A Distributed and Secure Resource Allocation Method for Power Communication Networks Based on Policy Distillation

Yue Zhang; Zongtao Li; Si Chen; Guoqiang Hu; Pengcheng Li; Ruimei Wu

doi:10.4108/eetsis.11995

Authors

Yue Zhang Inner Mongolia Power Communication Company
Zongtao Li Inner Mongolia Power Communication Company
Si Chen Inner Mongolia Power (Group) Co., Ltd.
Guoqiang Hu Inner Mongolia Power (Group) Co., Ltd.
Pengcheng Li Inner Mongolia Power Communication Company
Ruimei Wu Inner Mongolia Power Communication Company

DOI:

https://doi.org/10.4108/eetsis.11995

Keywords:

Power Communication Networks, Reinforcement Learning, Policy Distillation, Distributed and Secure Resource Allocation

Abstract

INTRODUCTION: In the next-generation smart grid communication architecture, how to achieve secure, dynamic, and fine-grained network resource allocation to ensure differentiated QoS for various services has become a key challenge. OBJECTIVES: Therefore, this study proposes a lightweight resource allocation method based on constrained policy distillation to address the challenge of balancing lightweight deployment with strong security assurance in power communication networks. METHODS: By integrating Graph Neural Networks (GNNs) and Bidirectional LSTM (Bi-LSTM), the model extracts three-dimensional features of topology, service, and resources to construct a 128-dimensional joint state representation. Moreover, a multi-objective reward function is designed that employs a double Q-network to mitigate value overestimation and generate a high-fidelity decision trajectory library. Through service-constrained policy distillation, the model innovatively combines KL divergence loss, a squared hard-constraint loss, and a soft-constraint L2 loss to compress the teacher model into a student model, subsequently compiled and deployed at the edge. Finally, a rule engine layer dynamically adjusts priorities for intercepting critical violations and ensures the security of the power system. RESULTS: Experimental results based on real-world power grid datasets demonstrate that our model achieves superior performance in resource efficiency, security, and edge effectiveness, effectively balancing lightweight deployment with strong security assurance in resource allocation for power communication networks. CONCLUSION: It can be seen that this method enables distributed and secure resource allocation in power communication network environments, thus providing reliable QoS guarantees for new-type power systems.

References

[1] He H, Meng X, Wang Y, et al. Deep reinforcement learning based energy management strategies for electrified vehicles: Recent advances and perspectives. Renewable and Sustainable Energy Reviews. 2024; 192: 114248.

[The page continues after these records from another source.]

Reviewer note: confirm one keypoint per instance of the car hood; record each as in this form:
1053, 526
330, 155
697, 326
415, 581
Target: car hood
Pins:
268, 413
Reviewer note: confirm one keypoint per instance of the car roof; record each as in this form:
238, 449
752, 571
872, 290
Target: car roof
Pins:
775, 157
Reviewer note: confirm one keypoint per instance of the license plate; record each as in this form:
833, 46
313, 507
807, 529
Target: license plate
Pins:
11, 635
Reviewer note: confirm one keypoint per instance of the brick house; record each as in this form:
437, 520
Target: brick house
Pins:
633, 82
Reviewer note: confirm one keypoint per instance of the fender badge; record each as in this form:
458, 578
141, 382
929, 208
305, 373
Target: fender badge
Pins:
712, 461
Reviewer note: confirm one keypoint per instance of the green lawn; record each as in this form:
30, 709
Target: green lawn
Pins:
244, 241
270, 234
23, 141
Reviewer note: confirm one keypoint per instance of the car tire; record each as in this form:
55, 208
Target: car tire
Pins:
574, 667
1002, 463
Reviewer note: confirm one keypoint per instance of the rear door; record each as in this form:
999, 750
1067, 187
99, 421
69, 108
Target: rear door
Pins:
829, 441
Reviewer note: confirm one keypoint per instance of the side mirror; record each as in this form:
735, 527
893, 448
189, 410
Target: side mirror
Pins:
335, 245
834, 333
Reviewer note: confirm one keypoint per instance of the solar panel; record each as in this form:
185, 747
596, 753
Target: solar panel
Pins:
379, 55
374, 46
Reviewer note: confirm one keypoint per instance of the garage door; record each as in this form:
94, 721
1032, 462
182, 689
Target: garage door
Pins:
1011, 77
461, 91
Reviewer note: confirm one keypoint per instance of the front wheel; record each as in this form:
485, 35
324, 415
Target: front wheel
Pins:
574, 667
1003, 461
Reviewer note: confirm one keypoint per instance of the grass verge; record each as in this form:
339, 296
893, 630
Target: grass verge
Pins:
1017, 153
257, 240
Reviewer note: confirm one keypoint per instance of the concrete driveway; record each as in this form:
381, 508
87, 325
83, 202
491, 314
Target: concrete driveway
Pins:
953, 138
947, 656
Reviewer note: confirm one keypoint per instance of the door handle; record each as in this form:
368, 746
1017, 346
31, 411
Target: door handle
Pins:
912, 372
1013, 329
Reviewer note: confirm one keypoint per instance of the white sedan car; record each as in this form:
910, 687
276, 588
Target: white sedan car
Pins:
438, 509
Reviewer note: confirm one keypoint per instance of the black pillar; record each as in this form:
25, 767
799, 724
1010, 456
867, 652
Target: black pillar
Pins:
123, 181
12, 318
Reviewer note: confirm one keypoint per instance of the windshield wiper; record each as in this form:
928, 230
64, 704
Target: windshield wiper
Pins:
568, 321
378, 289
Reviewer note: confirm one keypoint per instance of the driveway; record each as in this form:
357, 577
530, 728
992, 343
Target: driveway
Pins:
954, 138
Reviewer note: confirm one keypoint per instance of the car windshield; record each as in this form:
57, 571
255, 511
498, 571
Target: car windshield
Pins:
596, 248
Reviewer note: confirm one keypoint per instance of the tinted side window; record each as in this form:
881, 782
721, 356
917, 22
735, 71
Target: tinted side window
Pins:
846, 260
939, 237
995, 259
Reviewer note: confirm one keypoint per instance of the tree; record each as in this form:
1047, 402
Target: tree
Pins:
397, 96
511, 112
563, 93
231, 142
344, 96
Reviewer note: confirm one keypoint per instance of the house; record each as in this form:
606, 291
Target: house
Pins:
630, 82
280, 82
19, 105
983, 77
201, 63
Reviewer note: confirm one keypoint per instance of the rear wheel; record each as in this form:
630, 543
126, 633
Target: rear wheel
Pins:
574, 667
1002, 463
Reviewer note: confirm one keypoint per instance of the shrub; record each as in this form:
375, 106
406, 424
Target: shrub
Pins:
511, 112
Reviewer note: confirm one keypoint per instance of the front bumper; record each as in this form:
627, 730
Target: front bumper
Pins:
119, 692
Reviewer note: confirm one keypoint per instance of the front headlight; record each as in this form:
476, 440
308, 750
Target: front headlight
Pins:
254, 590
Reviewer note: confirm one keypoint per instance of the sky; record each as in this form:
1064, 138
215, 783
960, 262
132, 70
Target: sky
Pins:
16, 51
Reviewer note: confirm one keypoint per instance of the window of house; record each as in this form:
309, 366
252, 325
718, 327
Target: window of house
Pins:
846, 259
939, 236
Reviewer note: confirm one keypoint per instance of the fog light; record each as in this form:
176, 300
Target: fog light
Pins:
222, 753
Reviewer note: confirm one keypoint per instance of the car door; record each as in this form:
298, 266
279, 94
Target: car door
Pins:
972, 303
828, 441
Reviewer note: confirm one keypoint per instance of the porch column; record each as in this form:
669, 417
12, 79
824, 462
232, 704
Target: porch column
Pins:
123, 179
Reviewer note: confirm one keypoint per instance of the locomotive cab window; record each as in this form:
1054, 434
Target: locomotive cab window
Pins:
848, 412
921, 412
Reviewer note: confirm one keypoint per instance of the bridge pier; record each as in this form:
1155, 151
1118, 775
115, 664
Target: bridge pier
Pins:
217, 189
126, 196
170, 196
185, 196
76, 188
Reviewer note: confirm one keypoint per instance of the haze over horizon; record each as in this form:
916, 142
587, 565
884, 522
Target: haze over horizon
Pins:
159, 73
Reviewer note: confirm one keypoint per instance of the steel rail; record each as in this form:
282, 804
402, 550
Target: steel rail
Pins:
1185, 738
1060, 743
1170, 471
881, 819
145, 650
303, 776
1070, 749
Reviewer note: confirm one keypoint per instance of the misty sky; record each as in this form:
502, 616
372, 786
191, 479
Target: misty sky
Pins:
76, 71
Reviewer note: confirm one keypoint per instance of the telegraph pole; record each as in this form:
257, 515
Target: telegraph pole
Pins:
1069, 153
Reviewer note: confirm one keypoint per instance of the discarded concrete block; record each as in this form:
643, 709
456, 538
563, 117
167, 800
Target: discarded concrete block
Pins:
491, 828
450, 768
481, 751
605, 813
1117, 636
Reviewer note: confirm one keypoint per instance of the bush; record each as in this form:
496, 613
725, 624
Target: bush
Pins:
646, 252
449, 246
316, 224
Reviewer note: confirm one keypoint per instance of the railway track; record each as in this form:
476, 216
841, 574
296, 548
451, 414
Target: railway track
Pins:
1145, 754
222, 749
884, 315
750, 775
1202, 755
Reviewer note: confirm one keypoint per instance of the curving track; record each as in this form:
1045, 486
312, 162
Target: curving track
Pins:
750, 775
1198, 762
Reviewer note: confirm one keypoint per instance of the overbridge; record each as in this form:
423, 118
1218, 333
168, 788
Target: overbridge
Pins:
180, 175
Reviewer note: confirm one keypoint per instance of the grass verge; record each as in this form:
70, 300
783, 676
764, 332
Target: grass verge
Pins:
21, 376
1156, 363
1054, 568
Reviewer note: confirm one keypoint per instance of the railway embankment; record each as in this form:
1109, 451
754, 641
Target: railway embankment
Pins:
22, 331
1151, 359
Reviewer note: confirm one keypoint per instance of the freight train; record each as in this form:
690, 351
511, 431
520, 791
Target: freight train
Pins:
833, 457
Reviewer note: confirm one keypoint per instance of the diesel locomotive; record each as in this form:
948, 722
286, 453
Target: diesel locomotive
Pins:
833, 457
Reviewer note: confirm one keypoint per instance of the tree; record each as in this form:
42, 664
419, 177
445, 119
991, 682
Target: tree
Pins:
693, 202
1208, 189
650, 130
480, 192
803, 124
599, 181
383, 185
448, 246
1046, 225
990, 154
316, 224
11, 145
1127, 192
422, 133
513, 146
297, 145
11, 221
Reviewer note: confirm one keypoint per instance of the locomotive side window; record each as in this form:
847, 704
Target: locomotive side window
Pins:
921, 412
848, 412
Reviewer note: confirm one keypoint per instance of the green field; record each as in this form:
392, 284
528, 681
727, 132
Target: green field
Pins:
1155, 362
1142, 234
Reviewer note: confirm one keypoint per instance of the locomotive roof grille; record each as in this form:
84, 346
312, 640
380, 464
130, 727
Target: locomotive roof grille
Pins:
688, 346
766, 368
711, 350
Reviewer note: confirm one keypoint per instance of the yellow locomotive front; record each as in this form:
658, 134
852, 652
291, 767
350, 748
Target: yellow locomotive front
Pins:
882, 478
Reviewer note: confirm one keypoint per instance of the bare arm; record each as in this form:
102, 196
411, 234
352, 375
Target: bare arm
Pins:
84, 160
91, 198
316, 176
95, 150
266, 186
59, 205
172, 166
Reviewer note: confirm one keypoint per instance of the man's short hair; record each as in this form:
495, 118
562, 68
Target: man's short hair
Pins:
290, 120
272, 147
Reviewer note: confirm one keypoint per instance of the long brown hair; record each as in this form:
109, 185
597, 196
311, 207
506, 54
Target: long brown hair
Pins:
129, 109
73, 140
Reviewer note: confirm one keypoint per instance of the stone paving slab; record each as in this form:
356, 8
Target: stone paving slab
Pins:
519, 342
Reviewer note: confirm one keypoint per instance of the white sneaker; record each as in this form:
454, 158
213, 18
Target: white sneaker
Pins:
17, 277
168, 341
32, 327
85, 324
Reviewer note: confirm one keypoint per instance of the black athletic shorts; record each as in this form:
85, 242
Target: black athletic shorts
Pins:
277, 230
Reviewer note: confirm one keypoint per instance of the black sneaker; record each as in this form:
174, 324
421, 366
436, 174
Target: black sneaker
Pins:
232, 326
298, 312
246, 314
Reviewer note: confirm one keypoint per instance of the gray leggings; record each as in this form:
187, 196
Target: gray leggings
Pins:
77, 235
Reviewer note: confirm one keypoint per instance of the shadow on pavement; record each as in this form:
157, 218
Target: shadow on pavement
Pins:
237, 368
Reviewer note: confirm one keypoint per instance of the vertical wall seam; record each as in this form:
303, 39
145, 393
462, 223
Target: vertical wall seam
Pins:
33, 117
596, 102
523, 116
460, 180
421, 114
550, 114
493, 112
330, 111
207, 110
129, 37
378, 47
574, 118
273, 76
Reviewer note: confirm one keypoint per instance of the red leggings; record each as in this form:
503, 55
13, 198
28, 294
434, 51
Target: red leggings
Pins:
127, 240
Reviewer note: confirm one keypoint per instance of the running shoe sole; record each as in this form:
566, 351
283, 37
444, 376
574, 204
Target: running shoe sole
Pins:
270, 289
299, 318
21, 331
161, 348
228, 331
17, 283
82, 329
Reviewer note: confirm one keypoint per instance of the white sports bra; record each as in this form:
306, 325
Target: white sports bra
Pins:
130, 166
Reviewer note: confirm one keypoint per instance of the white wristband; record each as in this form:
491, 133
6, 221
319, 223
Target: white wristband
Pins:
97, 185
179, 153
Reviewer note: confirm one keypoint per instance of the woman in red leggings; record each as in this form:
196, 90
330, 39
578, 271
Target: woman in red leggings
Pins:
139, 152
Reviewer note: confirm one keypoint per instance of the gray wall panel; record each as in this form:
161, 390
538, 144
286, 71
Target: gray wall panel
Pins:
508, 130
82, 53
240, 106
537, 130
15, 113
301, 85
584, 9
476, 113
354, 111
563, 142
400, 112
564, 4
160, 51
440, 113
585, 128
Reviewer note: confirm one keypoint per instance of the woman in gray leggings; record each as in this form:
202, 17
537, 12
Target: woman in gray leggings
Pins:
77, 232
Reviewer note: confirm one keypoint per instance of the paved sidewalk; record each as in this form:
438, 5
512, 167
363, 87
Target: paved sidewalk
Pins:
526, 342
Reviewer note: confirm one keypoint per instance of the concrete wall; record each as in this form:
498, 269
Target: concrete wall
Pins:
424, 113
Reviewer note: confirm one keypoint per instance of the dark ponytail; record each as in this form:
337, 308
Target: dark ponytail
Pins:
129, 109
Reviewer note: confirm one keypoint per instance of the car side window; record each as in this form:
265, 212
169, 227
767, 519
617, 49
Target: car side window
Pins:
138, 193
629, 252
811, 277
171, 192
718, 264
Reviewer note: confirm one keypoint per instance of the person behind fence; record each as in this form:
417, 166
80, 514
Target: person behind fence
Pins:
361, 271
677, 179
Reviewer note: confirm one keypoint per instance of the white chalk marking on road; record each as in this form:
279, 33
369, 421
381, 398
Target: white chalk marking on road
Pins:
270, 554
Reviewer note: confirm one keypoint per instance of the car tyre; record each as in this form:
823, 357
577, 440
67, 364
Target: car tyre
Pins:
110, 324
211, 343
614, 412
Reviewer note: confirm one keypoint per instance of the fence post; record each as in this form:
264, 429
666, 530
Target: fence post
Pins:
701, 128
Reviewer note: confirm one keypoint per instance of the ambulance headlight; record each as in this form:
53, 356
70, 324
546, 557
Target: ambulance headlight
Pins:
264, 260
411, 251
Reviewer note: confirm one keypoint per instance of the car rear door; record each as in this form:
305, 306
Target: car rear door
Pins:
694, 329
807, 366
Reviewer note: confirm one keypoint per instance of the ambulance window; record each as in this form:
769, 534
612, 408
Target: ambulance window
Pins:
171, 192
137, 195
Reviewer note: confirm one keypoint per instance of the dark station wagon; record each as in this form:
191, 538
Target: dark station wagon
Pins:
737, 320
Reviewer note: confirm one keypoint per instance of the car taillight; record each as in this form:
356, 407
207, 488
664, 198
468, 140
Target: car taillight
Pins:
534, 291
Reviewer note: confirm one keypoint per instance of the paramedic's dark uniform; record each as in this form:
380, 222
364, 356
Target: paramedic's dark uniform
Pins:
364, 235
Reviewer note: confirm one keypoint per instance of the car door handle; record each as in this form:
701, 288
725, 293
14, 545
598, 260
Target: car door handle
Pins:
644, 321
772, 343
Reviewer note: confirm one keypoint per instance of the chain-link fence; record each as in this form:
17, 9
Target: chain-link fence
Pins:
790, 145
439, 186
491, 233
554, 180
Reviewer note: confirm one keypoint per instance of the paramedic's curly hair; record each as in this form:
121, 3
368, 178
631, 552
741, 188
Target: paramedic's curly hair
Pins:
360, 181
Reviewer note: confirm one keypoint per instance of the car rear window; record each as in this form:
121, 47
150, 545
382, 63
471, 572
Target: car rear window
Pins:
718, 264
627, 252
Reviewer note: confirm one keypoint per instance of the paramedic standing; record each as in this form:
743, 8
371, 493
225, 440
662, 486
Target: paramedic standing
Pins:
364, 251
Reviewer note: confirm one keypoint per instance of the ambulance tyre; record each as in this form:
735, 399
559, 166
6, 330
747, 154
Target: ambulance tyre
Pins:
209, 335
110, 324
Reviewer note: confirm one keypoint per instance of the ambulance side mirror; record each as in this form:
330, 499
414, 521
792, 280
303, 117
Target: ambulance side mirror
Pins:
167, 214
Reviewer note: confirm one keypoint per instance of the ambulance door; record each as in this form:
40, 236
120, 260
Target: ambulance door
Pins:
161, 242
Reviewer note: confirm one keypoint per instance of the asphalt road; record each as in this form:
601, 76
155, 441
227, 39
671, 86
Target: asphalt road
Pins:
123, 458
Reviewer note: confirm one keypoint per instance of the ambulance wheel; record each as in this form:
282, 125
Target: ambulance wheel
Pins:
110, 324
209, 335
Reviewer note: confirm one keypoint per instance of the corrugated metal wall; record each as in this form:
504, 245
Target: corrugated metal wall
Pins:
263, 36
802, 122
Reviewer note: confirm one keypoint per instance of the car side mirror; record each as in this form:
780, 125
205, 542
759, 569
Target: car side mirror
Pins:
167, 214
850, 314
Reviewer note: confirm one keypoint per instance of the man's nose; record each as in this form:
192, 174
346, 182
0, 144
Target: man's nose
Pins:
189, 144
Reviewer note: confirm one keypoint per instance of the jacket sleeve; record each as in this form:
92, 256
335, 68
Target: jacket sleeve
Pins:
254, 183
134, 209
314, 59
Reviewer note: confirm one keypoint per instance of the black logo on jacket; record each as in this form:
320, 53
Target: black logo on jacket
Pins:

[2] Zhao H, Sun W, Ni Y, et al. Deep deterministic policy gradient-based rate maximization for RIS-UAV-assisted vehicular communication networks. IEEE Transactions on Intelligent Transportation Systems. 2024; 25(11):15732-15744.

[3] Luo L, Yan X. Scheduling of stochastic distributed hybrid flow-shop by hybrid estimation of distribution algorithm and proximal policy optimization. Expert Systems with Applications. 2025; 271: 126523.

[4] Rahmani A M, Haider A, Moghaddasi K, et al. Self-learning adaptive power management scheme for energy-efficient IoT-MEC systems using soft actor-critic algorithm. Internet of Things, 2025; 31: 101587.

[5] Hinton G, Vinyals O, Dean J. Distilling the knowledge in a neural network. arXiv preprint arXiv:1503.02531, 2015.

[6] Vrahatis AG, Lazaros K, Kotsiantis S. Graph attention networks: a comprehensive review of methods and applications. Future Internet, 2024; 16(9): 318.

[7] Rathi M, Gomathy C. Smart agriculture resource allocation and energy optimization using bidirectional long short-term memory with ant colony optimization (Bi-LSTM–ACO). Frontiers in Communications and Networks, 2025; 6: 1587402.

[8] Zhang X, Peng M, Yan S, et al. Deep-reinforcement-learning-based mode selection and resource allocation for cellular V2X communications. IEEE Internet of Things Journal. 2019; 7(7): 6380-6391.

[9] Liu S, Yu G, Wen D, et al. Communication and energy efficient decentralized learning over D2D networks. IEEE Transactions on Wireless Communications. 2023; 22(12): 9549-9563.

[10] Ji M, Wu Q, Fan P, et al. Graph neural networks and deep reinforcement learning based resource allocation for v2x communications. IEEE Internet of Things Journal. 2024; 12(4): 3613-3628.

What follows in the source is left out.